There was further legislation enacted by the British Parliament, under the authority of which the Indian Registration of Ships Act of 1841 was passed in India.
The next Statute, the Merchant Shipping Act, 1894 has been the most important Act of the British Parliament relating to Merchant Shipping and this Act has consolidated all the earlier Parliamentary legislation and also defined the application of the British Acts to India and other parts of the British Empire. There is a long string of Acts passed subsequently now constructed as part of the 1894 Act. It is noteworthy that legislation in India was only possible under the authority conferred by the English Parliamentary Statutes.
The basis of the present Indian Law
In the light of the above historical background, it could be neither feasible nor desirable for India to adopt a completely divergent path in regard to its merchant shipping laws after her Independence.

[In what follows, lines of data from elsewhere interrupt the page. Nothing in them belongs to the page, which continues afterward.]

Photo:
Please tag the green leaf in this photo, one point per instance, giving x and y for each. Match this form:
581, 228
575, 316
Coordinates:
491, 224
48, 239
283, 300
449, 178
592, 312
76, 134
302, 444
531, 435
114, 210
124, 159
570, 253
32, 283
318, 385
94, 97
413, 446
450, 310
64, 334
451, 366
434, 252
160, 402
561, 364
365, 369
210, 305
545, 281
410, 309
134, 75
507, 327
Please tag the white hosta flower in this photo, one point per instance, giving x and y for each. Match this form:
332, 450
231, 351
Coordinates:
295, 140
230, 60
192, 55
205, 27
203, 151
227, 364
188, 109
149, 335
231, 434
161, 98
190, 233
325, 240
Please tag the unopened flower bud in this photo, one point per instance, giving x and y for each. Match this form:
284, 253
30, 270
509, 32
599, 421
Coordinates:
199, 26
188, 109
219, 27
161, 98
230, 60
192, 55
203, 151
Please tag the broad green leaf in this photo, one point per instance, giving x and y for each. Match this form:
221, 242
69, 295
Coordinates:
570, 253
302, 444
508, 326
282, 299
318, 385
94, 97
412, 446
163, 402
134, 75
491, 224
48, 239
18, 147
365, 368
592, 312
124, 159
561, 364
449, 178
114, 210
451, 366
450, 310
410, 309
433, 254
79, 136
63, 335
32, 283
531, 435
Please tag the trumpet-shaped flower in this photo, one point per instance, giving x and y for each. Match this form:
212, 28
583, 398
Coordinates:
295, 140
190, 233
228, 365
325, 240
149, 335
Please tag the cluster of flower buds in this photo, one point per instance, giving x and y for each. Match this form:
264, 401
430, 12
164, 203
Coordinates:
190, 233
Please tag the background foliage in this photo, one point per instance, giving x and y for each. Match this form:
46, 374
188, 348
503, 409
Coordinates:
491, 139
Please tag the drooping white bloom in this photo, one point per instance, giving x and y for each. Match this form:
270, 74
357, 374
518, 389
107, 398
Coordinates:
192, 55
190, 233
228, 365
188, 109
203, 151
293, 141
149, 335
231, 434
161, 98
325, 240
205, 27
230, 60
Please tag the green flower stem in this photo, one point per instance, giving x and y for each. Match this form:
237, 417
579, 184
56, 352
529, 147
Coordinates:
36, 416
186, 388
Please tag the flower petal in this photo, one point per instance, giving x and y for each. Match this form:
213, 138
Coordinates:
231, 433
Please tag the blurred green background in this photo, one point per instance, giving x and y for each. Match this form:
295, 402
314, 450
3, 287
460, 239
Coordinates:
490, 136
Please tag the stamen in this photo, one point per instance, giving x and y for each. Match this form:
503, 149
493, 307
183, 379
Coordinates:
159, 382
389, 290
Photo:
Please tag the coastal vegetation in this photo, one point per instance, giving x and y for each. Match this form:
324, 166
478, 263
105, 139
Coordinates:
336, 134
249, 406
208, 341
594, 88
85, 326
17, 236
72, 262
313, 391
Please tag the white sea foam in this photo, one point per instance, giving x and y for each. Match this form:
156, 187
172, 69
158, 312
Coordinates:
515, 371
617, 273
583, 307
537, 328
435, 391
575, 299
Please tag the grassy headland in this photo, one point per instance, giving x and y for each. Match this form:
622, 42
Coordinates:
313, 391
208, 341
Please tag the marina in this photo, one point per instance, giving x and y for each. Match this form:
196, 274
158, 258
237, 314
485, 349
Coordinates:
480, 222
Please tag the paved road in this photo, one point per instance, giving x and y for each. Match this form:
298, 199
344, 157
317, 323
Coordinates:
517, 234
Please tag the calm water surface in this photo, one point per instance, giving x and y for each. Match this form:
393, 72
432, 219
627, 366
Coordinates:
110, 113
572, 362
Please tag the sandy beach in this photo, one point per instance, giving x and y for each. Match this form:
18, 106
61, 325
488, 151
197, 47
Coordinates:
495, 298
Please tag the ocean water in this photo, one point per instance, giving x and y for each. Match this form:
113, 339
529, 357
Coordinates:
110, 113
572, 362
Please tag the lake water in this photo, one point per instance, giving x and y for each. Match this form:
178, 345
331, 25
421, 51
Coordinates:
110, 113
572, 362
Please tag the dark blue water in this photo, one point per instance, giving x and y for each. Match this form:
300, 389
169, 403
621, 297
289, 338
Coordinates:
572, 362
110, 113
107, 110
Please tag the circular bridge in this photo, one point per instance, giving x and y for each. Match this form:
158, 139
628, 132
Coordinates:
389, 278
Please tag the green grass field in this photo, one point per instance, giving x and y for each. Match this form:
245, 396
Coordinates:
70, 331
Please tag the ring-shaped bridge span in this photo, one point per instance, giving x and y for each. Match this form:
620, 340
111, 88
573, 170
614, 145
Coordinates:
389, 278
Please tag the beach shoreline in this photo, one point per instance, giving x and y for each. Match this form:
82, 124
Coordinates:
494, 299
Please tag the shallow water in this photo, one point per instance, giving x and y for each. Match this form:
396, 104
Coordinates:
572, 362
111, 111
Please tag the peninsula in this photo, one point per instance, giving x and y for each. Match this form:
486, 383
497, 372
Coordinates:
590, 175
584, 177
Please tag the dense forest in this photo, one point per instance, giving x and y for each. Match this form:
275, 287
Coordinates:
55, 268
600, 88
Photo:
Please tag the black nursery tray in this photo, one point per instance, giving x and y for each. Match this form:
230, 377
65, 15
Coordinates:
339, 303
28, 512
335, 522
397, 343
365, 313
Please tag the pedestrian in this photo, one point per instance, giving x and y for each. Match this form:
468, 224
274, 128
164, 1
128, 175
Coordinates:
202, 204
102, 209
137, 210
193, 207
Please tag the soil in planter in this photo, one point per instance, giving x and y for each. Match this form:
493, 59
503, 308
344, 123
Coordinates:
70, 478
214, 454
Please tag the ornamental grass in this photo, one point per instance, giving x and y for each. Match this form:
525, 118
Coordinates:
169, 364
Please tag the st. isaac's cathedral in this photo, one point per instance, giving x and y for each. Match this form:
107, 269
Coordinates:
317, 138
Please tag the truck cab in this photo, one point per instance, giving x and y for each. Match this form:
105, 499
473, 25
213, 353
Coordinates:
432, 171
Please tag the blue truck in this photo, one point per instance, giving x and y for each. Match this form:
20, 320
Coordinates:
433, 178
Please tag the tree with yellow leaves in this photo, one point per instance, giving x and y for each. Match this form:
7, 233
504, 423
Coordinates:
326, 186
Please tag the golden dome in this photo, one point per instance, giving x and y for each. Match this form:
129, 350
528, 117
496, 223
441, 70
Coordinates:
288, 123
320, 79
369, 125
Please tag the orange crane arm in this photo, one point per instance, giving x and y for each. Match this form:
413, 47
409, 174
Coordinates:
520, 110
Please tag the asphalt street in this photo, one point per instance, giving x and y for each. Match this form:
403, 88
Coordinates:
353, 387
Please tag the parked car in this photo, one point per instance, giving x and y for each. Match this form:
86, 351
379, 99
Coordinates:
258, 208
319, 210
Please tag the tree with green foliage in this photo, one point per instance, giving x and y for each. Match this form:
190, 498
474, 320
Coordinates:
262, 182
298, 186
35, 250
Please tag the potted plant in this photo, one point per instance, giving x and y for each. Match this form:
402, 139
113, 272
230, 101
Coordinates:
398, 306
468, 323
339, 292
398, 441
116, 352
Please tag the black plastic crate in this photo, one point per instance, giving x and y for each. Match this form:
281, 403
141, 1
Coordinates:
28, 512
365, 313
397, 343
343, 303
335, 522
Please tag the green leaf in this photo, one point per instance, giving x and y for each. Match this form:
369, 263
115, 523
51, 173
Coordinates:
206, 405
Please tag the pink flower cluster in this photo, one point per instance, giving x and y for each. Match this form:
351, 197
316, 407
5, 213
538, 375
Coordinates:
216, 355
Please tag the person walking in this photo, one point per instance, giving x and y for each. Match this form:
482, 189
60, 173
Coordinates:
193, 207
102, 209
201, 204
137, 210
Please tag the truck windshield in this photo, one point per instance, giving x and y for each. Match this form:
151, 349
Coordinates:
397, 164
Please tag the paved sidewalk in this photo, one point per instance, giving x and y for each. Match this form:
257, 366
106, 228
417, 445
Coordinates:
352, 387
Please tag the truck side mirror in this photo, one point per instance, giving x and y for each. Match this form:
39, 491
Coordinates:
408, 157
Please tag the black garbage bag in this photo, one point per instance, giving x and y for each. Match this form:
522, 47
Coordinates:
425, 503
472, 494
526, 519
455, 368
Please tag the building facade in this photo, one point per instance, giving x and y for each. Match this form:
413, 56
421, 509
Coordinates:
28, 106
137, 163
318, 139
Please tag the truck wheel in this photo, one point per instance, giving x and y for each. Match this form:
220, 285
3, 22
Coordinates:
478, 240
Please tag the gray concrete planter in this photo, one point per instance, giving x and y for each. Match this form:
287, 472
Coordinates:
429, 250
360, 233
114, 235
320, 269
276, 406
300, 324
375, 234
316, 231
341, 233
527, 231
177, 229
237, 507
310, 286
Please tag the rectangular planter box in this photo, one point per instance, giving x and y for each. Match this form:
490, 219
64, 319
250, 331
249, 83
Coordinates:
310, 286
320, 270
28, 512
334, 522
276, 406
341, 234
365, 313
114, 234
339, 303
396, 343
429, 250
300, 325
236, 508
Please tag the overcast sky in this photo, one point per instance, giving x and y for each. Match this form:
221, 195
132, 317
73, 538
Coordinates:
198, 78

The British laws were basically sound in their technical application and merit and the I.M.S. Act of 1958 rightly takes its inspiration from the following two major sources :–
(a) International Conventions :
The merchant shipping law deals mainly with technical matters and many of these are regulated by International Conventions like the Safety Pollution ,Limitation of Liability, Prevention of Collisions and Loadline Convention, the I.L.O. Conventions, etc.
(b) The U.K. law on Merchant Shipping : In 1931, the U.K. and the various Dominion Governments entered into the Commonwealth Merchant Shipping Agreement which provided that for various matters like registration, standards of safety, ship’s articles, certificates of officers, ship enquiries, etc., the law throughout the Commonwealth should as far as possible, be uniform. Although India was not a party to this Agreement as she was not a Dominion in 1931, she had adhered to the Commonwealth arrangements to the extent that was possible and desirable.
The basic structure of the law as visualised by the 1958 Act has, therefore, been similar to that of the Commonwealth countries with, of course, certain essential modifications where special arrangements to suit Indian conditions were considered necessary.
However, it would not be incorrect to state that the provisions of the new Act do not register any radical departure from the existing
British laws except in respect of a couple of important matters. The most fundamental change introduced by the I.M.S. Act, 1958, departing radically from the position created by the repealed British Act, relates to the sphere of registration of ships. As such the
English Court decisions in particular before the coming into force of M.S. Act 1958 have material impact in India.